JF: For the series, you have three types of close relationships: you have blood, you have marriage, and then you have friendship. In this series, people are continually let down by blood relatives. For me as a writer, I'm exploring how Terry became the way he is. Both Terry and Bella [Terry's daughter] suffer from the same family problem. Bella has one dead parent and an inattentive living one.
PW: How did you compose Bella's character?
JF: Something that's always irked me about the classic PI stories I know and love is not knowing more about the characters' histories. So I pledged to myself that I'd let the reader know as much as possible about the characters and let them develop in a natural way, so the reader would be able to follow along, and maybe even project what may happen. With Bella, here was a happy, precocious, bright child, who suddenly lost her mother and brother, and had her father withdraw his affection and attention. She had to adapt. Most of the series' focus is on Terry and the crimes he investigates, but an ongoing story offstage is Bella's development. She's the most interesting character in the series for me. She's already changed significantly since Closing Time.

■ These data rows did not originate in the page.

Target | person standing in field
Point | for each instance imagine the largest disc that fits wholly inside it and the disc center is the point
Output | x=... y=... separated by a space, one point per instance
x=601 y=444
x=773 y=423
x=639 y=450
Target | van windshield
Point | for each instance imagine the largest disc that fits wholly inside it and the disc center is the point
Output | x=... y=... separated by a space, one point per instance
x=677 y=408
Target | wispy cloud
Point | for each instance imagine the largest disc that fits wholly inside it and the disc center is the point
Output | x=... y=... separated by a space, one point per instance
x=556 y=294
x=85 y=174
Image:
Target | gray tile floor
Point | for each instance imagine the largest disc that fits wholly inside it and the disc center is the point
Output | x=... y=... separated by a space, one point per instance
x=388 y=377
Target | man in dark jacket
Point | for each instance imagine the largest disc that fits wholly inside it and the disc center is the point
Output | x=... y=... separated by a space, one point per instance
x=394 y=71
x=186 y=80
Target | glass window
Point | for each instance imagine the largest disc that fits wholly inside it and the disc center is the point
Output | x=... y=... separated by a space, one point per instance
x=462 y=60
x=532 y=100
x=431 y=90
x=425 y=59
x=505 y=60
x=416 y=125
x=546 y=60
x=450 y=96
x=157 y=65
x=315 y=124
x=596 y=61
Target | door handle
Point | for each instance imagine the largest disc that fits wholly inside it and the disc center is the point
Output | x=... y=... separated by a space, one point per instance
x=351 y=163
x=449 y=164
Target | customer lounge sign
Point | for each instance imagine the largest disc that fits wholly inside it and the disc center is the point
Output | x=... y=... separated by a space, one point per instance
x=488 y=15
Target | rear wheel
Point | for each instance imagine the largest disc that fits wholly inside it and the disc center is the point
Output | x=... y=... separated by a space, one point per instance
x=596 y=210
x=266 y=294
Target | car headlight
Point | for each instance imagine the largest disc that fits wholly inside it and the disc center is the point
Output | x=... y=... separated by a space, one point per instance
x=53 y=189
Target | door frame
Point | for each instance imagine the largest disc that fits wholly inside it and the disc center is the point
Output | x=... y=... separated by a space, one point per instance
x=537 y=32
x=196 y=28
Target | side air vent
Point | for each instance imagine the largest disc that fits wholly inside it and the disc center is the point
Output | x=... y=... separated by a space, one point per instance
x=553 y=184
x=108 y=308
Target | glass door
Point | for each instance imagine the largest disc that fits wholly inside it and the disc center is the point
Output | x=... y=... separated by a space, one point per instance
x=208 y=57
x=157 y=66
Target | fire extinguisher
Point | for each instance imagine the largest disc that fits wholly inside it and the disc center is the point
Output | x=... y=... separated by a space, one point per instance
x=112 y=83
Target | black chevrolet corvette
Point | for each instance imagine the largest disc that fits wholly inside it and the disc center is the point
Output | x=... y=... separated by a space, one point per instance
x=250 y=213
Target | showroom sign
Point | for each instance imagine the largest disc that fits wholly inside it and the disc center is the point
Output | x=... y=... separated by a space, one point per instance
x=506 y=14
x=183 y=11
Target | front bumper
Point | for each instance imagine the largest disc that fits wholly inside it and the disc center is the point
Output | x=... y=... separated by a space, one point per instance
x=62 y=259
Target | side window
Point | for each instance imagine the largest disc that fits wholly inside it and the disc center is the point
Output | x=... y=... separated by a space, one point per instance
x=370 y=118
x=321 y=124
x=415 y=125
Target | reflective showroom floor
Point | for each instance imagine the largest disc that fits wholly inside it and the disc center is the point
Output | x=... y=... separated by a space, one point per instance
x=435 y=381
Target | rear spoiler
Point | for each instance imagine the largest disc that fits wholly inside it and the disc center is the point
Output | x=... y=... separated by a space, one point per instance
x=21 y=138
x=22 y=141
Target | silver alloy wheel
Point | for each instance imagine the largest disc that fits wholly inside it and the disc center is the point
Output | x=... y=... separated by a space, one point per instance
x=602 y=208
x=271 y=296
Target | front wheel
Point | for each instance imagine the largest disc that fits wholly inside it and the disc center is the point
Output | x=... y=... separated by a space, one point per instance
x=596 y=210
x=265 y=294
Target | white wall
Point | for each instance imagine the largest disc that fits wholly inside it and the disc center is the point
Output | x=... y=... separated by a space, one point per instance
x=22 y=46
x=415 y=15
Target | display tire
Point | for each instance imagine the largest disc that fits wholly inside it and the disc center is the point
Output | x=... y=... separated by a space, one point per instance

PW: The scars of 9/11 are still present in Terry's TriBeCa. How has it influenced the characters in this series?
JF: I have to answer that in two ways. When I first started going to TriBeCa 11 years ago, it was different from today. More of its blue-collar roots were visible. It was also a neighborhood in transition. That was going to be a metaphor for Terry—someone who'd come from a blue-collar background who's grown into wealth. On to the second part of the question: A Well-Known Secret was the first novel anywhere in the world to address the impact of 9/11 on its characters. I think the cloud of 9/11 hangs over the series the way it does over TriBeCa, and it's still a metaphor, since Terry's trying to recover in the way that downtown New York is trying to recover.
PW: What's touring like for you?
JF: If I had my druthers, I'd tour a lot. For someone like me who does nothing but write—I do my novels, I do a column for the Boston Globe, I write my pieces for the Wall Street Journal and NPR—I need the stimulus of getting out and talking to readers. It's really important to me to get that feedback. It's not ego-stroking; it's more constructive. I think writers are in the service of readers, particularly in genre fiction.